Ele tomou o que vinha pegar e se virou, sendo então agarrado por um dos pés pela mulher, que estava no chão, estendida. Com um outro pé, ele lhe chutou o rosto e pulou para o lado, deixando-a rolar, batendo seca na parede. Ele ficou um pouco ali a olhando, tomou depressa os pães e duas garrafas de vinho e virou-se em direção ao longo corredor, caminhando lentamente até sua sala, com certo tom triunfante esboçado em seu sorriso. Suas mãos tocaram a maçaneta, mas logo escorregaram pelo metal. Ele se virou, vendo-a cravando uma faca em suas costas.
-Porque me fez fazer isso? - Disse ela chorosa.
-Sua...
Ele tentou lhe dizer algo, mas ela lhe deu outro golpe, que o fez cair no chão, estendendo-o diante do longo corredor. Ela se afastou, subiu em cima do corpo, que ainda respirava e lhe desferiu mais seis golpes, caindo sem forças em cima dele. Ficou ali vacilante por um longo minuto, até se levantar e pôr seus olhos no corpo sem vida, estendido pelo corredor.

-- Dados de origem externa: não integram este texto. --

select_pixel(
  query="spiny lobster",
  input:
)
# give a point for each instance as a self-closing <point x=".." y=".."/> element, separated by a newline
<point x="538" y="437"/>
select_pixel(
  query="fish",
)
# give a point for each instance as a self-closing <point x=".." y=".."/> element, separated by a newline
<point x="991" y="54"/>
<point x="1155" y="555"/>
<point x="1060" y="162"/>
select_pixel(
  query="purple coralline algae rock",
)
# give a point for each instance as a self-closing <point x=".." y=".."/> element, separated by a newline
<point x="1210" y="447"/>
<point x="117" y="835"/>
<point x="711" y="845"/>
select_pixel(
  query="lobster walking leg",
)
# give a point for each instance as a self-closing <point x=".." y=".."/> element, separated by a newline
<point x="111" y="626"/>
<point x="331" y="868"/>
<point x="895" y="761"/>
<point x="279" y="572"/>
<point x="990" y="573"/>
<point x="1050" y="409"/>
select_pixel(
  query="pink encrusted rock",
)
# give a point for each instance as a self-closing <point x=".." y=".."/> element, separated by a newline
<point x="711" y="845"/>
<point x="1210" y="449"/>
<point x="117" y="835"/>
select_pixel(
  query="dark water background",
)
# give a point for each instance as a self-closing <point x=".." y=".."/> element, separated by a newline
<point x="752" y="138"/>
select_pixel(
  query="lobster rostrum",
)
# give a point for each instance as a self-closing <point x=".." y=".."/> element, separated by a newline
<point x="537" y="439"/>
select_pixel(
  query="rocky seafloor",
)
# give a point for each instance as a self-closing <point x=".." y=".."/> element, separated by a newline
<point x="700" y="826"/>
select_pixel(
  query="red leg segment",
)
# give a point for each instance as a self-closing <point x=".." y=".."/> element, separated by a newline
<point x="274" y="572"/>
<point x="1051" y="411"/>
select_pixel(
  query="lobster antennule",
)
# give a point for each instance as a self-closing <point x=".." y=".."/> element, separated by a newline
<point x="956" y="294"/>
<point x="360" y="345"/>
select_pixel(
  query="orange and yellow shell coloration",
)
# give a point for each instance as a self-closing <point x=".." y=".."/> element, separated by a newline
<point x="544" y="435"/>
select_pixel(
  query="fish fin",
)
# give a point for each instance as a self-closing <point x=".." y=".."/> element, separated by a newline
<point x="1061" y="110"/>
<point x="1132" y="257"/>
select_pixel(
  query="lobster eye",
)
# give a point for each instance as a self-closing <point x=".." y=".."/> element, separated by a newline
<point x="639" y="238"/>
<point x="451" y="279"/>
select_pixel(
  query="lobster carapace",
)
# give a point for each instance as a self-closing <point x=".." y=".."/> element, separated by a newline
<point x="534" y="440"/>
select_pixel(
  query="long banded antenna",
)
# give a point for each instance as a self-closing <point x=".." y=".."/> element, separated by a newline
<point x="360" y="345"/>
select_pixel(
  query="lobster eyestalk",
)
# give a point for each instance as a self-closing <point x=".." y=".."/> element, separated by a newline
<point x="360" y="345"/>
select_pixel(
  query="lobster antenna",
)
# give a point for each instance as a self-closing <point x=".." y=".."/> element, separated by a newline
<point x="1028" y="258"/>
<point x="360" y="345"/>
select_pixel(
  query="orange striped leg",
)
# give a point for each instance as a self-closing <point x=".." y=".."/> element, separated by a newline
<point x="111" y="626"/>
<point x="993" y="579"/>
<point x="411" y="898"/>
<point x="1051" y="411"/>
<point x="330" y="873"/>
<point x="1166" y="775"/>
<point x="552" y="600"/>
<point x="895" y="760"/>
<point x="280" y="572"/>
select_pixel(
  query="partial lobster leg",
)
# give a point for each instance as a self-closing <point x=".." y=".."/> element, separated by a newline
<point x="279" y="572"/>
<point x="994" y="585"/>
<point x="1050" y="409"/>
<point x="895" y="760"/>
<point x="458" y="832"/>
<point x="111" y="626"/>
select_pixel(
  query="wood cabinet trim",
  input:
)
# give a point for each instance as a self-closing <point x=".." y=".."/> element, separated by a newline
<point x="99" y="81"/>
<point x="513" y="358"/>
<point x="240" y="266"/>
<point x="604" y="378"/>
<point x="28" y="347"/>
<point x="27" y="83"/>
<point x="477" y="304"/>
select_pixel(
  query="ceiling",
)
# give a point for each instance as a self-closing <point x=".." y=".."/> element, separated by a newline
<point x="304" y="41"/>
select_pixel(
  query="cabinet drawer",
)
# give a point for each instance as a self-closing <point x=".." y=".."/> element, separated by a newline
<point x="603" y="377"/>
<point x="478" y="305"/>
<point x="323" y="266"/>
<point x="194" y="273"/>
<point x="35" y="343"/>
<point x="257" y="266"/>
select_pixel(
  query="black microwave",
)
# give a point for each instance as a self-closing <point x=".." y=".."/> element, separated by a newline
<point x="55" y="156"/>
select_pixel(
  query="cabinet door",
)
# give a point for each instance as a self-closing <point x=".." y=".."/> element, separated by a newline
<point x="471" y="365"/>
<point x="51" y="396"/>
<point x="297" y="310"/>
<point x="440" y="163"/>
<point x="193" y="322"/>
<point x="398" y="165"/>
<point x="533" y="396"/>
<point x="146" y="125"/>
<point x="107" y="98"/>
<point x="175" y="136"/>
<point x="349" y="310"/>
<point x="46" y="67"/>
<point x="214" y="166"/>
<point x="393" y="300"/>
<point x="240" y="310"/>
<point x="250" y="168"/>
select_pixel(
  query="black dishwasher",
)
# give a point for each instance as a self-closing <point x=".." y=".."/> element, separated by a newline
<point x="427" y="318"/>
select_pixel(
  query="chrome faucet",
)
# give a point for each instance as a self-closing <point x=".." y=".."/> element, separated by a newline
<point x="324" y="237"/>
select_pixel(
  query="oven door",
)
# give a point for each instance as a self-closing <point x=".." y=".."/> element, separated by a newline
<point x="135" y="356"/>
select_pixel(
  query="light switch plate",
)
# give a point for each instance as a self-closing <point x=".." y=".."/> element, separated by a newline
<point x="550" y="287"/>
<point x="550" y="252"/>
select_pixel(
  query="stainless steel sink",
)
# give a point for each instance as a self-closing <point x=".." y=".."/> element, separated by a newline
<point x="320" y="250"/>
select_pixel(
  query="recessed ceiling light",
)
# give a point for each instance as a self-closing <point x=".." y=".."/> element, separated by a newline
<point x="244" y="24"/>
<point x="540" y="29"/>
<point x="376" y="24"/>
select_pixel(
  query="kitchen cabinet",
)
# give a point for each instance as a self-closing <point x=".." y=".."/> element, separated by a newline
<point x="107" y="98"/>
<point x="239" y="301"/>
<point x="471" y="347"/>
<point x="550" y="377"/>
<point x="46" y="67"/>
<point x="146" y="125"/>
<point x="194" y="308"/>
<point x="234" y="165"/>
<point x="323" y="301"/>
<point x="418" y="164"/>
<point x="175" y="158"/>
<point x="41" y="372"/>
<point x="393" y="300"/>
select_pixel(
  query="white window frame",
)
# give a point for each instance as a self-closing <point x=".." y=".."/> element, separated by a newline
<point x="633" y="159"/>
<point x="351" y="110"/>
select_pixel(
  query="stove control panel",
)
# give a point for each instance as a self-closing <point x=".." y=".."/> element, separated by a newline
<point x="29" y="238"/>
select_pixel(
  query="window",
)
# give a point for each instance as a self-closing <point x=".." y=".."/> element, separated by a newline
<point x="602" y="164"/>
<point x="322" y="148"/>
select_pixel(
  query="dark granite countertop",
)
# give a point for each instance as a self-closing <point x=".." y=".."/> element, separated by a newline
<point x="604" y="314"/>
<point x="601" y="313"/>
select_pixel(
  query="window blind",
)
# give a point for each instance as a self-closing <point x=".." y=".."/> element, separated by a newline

-O que eu fiz? - Disse ela, desesperada.- Deus, o que eu fiz?!
Suas mãos, cobertas de sangue, cobriram o rosto cheio de lágrimas, caindo de joelhos.
-O quadro! Sim, esse maldito quadro fez tudo isso. - Seu rosto novamente estampava fúria. - Ele fez meu C. ficar assim e me fez fazer isso! Amaldiçoado seja!
Com o pouco de forças que ainda lhe restava, ela se levantou lentamente e cambaleou até a porta envernizada que lacrava o ateliê. Uma fraca luz invadiu o quarto cheio de tintas e telas inacabadas. Seus olhos correram o pequeno quarto até ela poder ver, no meio de tudo, a grande tela. Suas pernas então perderam as forças, fazendo-a cair de joelhos. Seus olhos, antes em fúria, agora estavam cobertos de horror; diante dela, cobrindo uma parede ao fundo, estava uma tela pintada a óleo. Nela, o longo corredor escarlate, um corpo estendido numa poça de sangue e mais a frente uma mulher caída de joelhos...

5 comentários:

  1. Nossa, que conto ÓTIMO!!! Maninho, ficou maravilhoso!!! Um final inesperado! Bjinhos!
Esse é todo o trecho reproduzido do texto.